On Optimal Prediction Rules With Prospective Missingness and Bagged Empirical Null Inference in Large-Scale Data
Mercaldo, Sarah Fletcher
This dissertation consists of three papers related to missing data, prediction, and large scale inference. The first paper defines the problem of obtaining predictions from an exist- ing clinical risk prediction model when covariates are missing. We introduce the Pattern Mixture Kernel Submodel - submodels fit within each missing data pattern - that minimize prediction error in the presence of missingness. PMKS is explored in simulations and a case study, outperforming standard simple and multiple imputation techniques. The second paper introduces the Bagged Empirical Null p-value, a new algorithm that combines exist- ing methodology of Bagging and Empirical Null techniques to identify important effects in massive high-dimensional data. We illustrate the approach using a famous leukemia gene example where we uncovered new findings that are supported by previously published bench- work and we evaluate the algorithm’s performance in novel pseudo-simulations.
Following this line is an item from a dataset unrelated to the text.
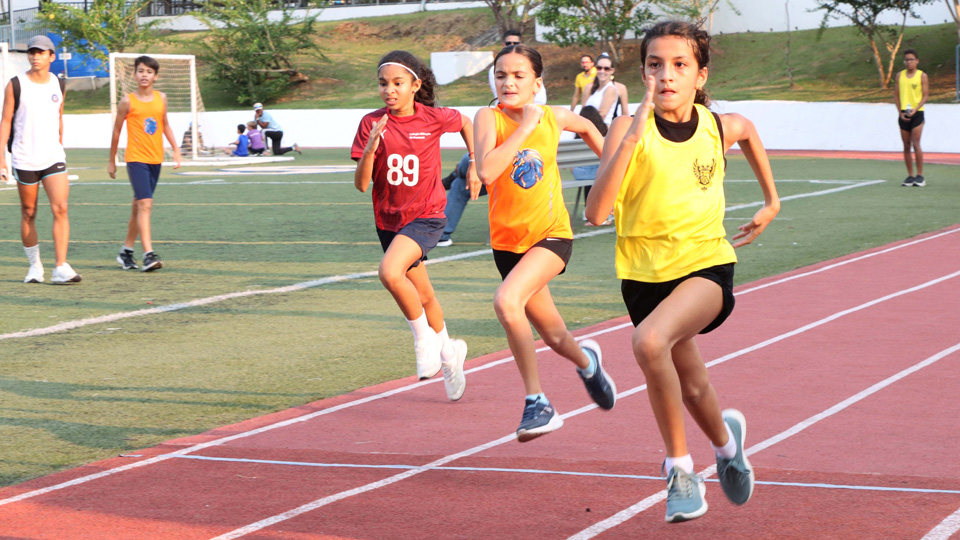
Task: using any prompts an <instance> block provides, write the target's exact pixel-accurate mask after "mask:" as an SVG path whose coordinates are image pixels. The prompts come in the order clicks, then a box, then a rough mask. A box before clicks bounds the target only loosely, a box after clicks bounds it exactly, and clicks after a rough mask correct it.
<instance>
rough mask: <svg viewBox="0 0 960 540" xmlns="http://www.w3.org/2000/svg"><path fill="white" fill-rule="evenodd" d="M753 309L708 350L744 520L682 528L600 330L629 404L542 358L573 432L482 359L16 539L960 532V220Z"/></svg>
mask: <svg viewBox="0 0 960 540" xmlns="http://www.w3.org/2000/svg"><path fill="white" fill-rule="evenodd" d="M560 279H562V278H560ZM737 295H738V296H737V309H736V310H735V315H734V316H733V317H731V319H730V320H729V321H728V322H727V323H726V324H725V325H724V326H723V327H722V328H721V329H720V330H719V331H717V332H714V333H713V334H709V335H707V336H702V337H701V338H700V340H699V343H700V348H701V351H702V353H703V356H704V359H705V360H706V361H707V362H708V366H710V373H711V377H712V381H713V383H714V385H715V386H716V388H717V390H718V392H719V394H720V397H721V405H722V406H724V407H737V408H739V409H741V410H742V411H744V413H745V414H746V416H747V419H748V432H747V446H748V453H750V454H751V461H752V462H753V465H754V467H755V469H756V471H757V479H758V481H759V482H761V483H758V485H757V488H756V490H755V492H754V497H753V499H752V500H751V501H750V502H749V503H748V504H747V505H745V506H743V507H735V506H733V505H731V504H730V503H728V502H727V501H726V499H725V498H724V496H723V494H722V492H721V490H720V488H719V485H717V484H716V483H715V482H711V483H708V485H707V500H708V502H709V504H710V511H709V512H708V513H707V514H706V516H704V517H703V518H700V519H698V520H695V521H692V522H688V523H683V524H674V525H670V524H666V523H664V522H663V512H664V506H663V504H664V503H663V498H664V493H663V487H664V481H663V480H661V479H657V478H654V477H655V476H657V475H658V474H659V468H660V462H661V460H662V459H663V454H662V451H661V448H662V443H661V442H660V440H659V435H658V433H657V429H656V426H655V424H654V421H653V416H652V414H651V412H650V407H649V403H648V402H647V397H646V394H645V392H644V388H645V387H644V386H643V376H642V373H641V371H640V369H639V368H638V367H637V366H636V364H635V363H634V361H633V360H632V355H631V353H630V351H629V342H630V331H631V329H630V326H629V324H628V322H627V321H626V319H625V318H622V319H617V320H613V321H609V322H607V323H603V324H600V325H597V326H594V327H591V328H587V329H584V330H582V331H580V332H578V336H579V337H583V336H588V335H591V336H593V337H594V339H596V340H597V341H599V342H600V344H601V345H602V346H603V350H604V363H605V366H606V367H607V369H608V371H609V372H610V373H611V374H612V375H613V376H614V377H615V379H616V382H617V387H618V389H619V391H620V397H619V401H618V403H617V406H616V408H615V409H614V410H613V411H610V412H605V411H601V410H599V409H597V408H596V407H595V406H593V405H592V404H591V402H590V401H589V398H588V397H587V395H586V393H585V392H584V390H583V388H582V386H581V384H580V382H579V379H578V378H577V377H576V374H575V373H574V370H573V368H572V367H571V366H569V365H567V364H565V363H564V362H561V361H559V359H558V358H557V357H556V355H554V354H553V353H552V352H549V351H544V352H541V354H540V358H541V360H540V361H541V366H542V370H541V376H542V378H543V383H544V386H545V388H546V390H547V392H548V395H549V396H550V398H551V400H552V401H553V402H554V404H555V405H556V406H557V408H558V410H559V411H561V412H562V413H564V414H565V419H566V424H565V426H564V427H563V428H562V429H561V430H559V431H557V432H556V433H553V434H550V435H547V436H545V437H542V438H540V439H537V440H535V441H533V442H530V443H526V444H519V443H517V442H516V441H515V440H514V437H513V435H512V433H513V430H514V429H515V428H516V424H517V422H518V421H519V417H520V412H521V401H520V399H519V398H520V395H521V393H522V386H521V384H520V379H519V376H517V373H516V368H515V367H514V366H513V363H512V359H510V358H509V353H497V354H492V355H488V356H485V357H481V358H475V359H471V360H470V361H469V362H468V364H467V365H468V368H469V371H468V386H467V393H466V395H465V396H464V398H463V400H461V401H460V402H459V403H450V402H448V401H446V399H445V397H444V395H443V386H442V382H441V380H440V379H439V378H436V379H434V380H431V381H427V382H424V383H417V382H415V381H414V380H413V379H412V378H408V379H404V380H399V381H392V382H388V383H385V384H382V385H378V386H375V387H371V388H364V389H360V390H357V391H355V392H353V393H351V394H348V395H344V396H340V397H336V398H331V399H327V400H323V401H319V402H315V403H311V404H308V405H305V406H303V407H299V408H296V409H291V410H288V411H283V412H280V413H277V414H274V415H270V416H267V417H262V418H255V419H252V420H249V421H246V422H243V423H241V424H237V425H233V426H227V427H223V428H220V429H216V430H213V431H210V432H207V433H204V434H201V435H197V436H194V437H189V438H185V439H179V440H174V441H169V442H167V443H165V444H162V445H160V446H157V447H154V448H149V449H146V450H143V451H141V452H137V453H136V454H133V455H129V456H125V457H118V458H114V459H110V460H106V461H102V462H98V463H93V464H90V465H87V466H84V467H79V468H77V469H73V470H70V471H66V472H63V473H60V474H55V475H52V476H48V477H44V478H40V479H37V480H34V481H31V482H27V483H24V484H21V485H18V486H13V487H10V488H5V489H3V490H0V538H3V539H70V540H74V539H86V538H91V539H94V538H95V539H121V538H124V539H137V540H154V539H164V540H167V539H191V540H192V539H211V538H216V539H227V538H249V539H261V540H267V539H274V540H275V539H289V540H306V539H331V540H332V539H343V538H363V539H395V538H431V539H432V538H498V539H500V538H534V537H536V538H548V539H552V538H557V539H562V538H578V539H586V538H594V537H599V538H610V539H613V538H654V537H655V538H658V539H660V538H662V539H716V538H791V539H792V538H796V539H801V538H803V539H808V538H857V539H864V538H868V539H872V538H877V539H880V538H883V539H887V538H897V539H899V538H904V539H924V540H942V539H945V538H949V537H951V536H954V537H960V535H958V534H957V533H958V531H960V459H957V458H958V453H960V452H958V450H957V448H958V446H957V442H956V434H957V433H958V432H960V415H958V414H957V410H956V403H957V397H956V393H957V389H958V388H960V309H958V306H960V227H953V228H949V229H945V230H942V231H939V232H937V233H932V234H929V235H925V236H922V237H918V238H915V239H911V240H907V241H904V242H900V243H897V244H893V245H890V246H886V247H884V248H880V249H876V250H872V251H869V252H865V253H859V254H854V255H851V256H848V257H845V258H842V259H838V260H834V261H828V262H825V263H822V264H819V265H816V266H814V267H810V268H804V269H801V270H798V271H795V272H792V273H790V274H787V275H784V276H777V277H775V278H770V279H766V280H762V281H760V282H756V283H751V284H747V285H744V286H741V287H739V288H738V289H737ZM688 433H689V435H690V446H691V451H692V453H693V457H694V460H695V461H696V463H697V466H698V470H699V471H702V472H703V474H704V475H712V474H713V472H714V471H713V469H714V467H713V466H712V465H713V458H712V455H711V452H710V450H709V446H708V445H707V442H706V440H705V439H704V438H703V436H702V435H701V434H700V433H699V432H698V431H697V430H696V428H695V427H694V426H693V423H692V421H690V420H689V419H688ZM714 478H715V477H714Z"/></svg>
The third paper gives recommendations for including the outcome in the imputation model during construction, validation, and application. We suggest only including the outcome for impu- tation of missing covariate values during model construction to obtain unbiased parameter estimates. When the outcome is used in the imputation algorithm during the validation step, we show through simulation, the model prediction metrics are optimistically inflated, and the actual pragmatic model performance would be inferior to the validated results. While the three papers presented here provide foundations for missing data and large scale inferential techniques, these ideas are applicable to a wide range of biomedical settings.